Foto: Fisher King Oy

Berlin – Die Geiselnahme mitten in Helsinki ist bestens vorbereitet: Die Zeitungsredaktion betritt er als Handwerker verkleidet, an den Türen bringt er Sprengstoff mit Giftgas an. Eines seiner Opfer, einen Diabetiker, hängt er an einen Tropf mit Zucker, um seine Forderungen zu unterstreichen. In der Arte-Serie "Helsinki-Syndrom" will der fiktive Geiselnehmer Elias Karo aus seiner Sicht Gerechtigkeit erstreiten.

Dafür zwingt er vier Journalisten zu Recherchen über finnische Banken, die in den 1990er-Jahren wohl unzählige Menschen abzockten. Der Achtteiler von Arte, für den mit dem Norddeutschen Rundfunk und dem finnischen Sender Yle zusammengearbeitet wurde, ist donnerstags am 17. und 24. November in zwei langen Blöcken (jeweils ab 21.45 Uhr) zu sehen.

Die Serie erzählt einen Bankenkrimi in Thriller-Manier mit einem zielstrebigen, aber letztlich auch immer wieder verunsicherten, mit seiner eigenen Aktion hadernden Täter. Vor allem in den vielen Rückblenden machen Peter Franzén als Elias und Robert Enckell als sein Vater Pekka die Verzweiflung spürbar, wenn Banken ihren Kunden überhöhte Kredite andrehen, Sicherheiten plötzlich nichts mehr wert sind – und sich die Schuldenspirale immer weiter dreht.

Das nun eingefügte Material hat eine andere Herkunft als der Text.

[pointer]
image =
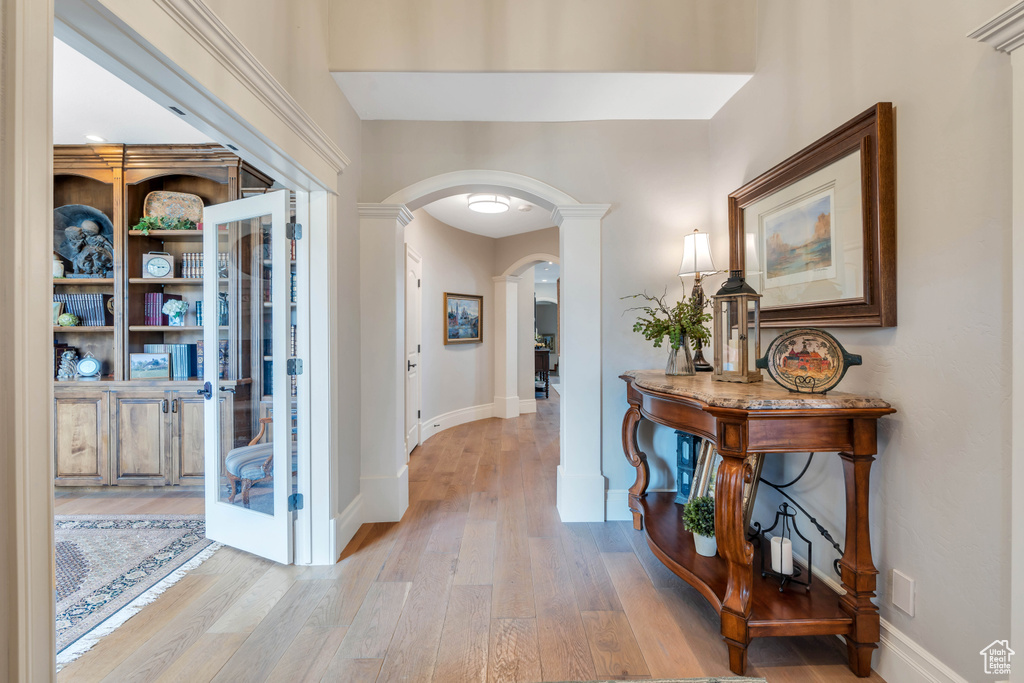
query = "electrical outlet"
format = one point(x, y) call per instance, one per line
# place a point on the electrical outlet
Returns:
point(902, 594)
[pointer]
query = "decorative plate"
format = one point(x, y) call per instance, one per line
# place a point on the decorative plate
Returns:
point(174, 205)
point(807, 360)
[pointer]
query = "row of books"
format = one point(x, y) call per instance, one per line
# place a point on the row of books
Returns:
point(154, 306)
point(91, 309)
point(193, 266)
point(184, 358)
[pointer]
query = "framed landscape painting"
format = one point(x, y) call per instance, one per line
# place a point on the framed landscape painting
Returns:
point(463, 318)
point(815, 236)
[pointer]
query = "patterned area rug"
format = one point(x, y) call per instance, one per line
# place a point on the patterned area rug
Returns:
point(110, 566)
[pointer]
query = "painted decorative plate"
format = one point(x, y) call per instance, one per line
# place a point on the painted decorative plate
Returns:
point(807, 360)
point(174, 205)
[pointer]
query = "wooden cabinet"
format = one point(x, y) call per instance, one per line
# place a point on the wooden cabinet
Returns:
point(139, 437)
point(123, 433)
point(80, 438)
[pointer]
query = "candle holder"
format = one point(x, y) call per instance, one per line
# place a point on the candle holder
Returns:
point(779, 550)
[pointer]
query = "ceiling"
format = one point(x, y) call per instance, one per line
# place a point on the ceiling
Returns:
point(537, 96)
point(455, 211)
point(90, 100)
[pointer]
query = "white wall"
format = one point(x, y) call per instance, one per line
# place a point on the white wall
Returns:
point(455, 376)
point(699, 36)
point(940, 492)
point(655, 176)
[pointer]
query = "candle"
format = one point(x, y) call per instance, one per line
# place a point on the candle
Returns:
point(781, 555)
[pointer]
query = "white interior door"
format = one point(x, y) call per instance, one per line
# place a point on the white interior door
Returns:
point(248, 321)
point(414, 316)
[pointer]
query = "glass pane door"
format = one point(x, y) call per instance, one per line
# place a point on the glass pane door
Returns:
point(247, 326)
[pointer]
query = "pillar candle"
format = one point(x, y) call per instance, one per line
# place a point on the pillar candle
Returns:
point(781, 555)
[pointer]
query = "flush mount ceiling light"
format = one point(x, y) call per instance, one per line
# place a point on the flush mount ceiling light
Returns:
point(488, 203)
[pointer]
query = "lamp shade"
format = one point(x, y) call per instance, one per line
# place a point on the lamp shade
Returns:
point(488, 203)
point(696, 255)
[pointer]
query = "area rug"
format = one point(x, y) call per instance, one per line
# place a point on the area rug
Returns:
point(110, 566)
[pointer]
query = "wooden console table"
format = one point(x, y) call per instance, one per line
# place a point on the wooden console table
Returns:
point(741, 419)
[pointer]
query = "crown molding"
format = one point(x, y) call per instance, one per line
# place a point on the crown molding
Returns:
point(203, 25)
point(1005, 32)
point(396, 212)
point(593, 211)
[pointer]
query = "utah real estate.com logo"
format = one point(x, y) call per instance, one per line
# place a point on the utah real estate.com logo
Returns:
point(996, 657)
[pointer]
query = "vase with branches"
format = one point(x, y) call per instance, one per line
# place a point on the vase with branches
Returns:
point(683, 323)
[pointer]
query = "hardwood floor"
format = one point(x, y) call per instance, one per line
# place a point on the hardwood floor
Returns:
point(478, 582)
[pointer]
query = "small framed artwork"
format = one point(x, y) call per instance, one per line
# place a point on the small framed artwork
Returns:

Akribische Vorbereitung auf die Geiselnahme

Elias Erinnerungen in den Rückblenden handeln von schweren finanziellen Sorgen, vom Suizid des Vaters und seiner akribischen Vorbereitung auf die Geiselnahme. Nach Jahren des Frusts will er nun mit maximalem Druck zu seinem Recht kommen. Er klagt ein System an – und erinnert daran, dass ein System auch immer von irgendwem aufgebaut und getragen wird. Schuldig sind für ihn "Banken, und in Banken arbeiten Menschen".

Bei seiner Wild-West-Aktion hofft er auch darauf, dass sich die Menschen vor den Fernsehbildschirmen mit ihm solidarisieren. Der Netflix-Kracher "Haus des Geldes" lässt grüßen – allerdings vermochte es das spanische Format weitaus besser, die Zuschauer emotional an seine kriminellen Hauptdarsteller zu binden.

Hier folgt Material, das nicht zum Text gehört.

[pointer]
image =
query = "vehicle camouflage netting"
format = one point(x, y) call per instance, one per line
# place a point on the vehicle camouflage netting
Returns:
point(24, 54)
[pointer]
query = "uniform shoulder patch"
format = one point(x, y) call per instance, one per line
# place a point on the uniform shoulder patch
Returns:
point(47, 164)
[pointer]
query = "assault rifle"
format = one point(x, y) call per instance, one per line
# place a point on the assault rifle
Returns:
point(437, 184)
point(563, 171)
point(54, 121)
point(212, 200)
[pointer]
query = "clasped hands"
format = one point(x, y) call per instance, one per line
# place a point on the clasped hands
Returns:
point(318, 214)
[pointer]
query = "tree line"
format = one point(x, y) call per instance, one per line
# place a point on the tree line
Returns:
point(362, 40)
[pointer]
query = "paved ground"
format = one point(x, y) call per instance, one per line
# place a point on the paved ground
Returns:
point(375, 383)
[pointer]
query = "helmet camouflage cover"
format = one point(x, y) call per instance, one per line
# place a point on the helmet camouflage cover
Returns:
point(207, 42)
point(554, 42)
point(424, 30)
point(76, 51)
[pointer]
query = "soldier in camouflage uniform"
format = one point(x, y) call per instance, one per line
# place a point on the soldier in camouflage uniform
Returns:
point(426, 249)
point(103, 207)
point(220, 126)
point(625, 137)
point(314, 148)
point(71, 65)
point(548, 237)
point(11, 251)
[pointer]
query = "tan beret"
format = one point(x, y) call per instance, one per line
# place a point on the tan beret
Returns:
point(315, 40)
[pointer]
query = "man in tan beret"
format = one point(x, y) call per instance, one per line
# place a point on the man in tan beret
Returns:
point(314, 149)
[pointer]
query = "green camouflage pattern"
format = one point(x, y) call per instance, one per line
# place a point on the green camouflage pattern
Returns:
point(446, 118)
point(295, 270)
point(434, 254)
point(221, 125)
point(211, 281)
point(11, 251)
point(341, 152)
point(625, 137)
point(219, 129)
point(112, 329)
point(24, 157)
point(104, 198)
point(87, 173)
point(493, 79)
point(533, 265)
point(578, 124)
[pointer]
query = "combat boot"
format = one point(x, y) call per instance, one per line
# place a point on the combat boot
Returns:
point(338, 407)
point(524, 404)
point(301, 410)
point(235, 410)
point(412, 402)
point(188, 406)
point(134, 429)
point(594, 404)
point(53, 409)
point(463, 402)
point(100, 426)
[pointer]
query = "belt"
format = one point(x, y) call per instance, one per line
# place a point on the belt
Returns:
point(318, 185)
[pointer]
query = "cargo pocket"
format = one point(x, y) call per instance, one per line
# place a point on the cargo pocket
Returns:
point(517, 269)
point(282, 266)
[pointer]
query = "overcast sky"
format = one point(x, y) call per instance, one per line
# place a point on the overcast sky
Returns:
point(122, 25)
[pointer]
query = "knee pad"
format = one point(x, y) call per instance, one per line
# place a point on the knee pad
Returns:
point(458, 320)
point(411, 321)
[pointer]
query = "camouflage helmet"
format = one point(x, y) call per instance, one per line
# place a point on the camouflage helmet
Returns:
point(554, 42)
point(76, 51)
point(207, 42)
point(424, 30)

Bei "Helsinki-Syndrom" dagegen bleiben die Charaktere auf Distanz trotz durchaus reizvollem Plot. Spannung wird so nur mit Verzögerung erzeugt, woran auch die langen Einstellungen und der für heutige Produktionen ungewöhnlich langsame Schnitt verantwortlich sein dürften. In Finnland kam das Konzept sehr gut an: Laut Arte schauten dort rund eine Million Menschen die Serie – und damit fast 20 Prozent der Bevölkerung. (APA, 15.11.2022)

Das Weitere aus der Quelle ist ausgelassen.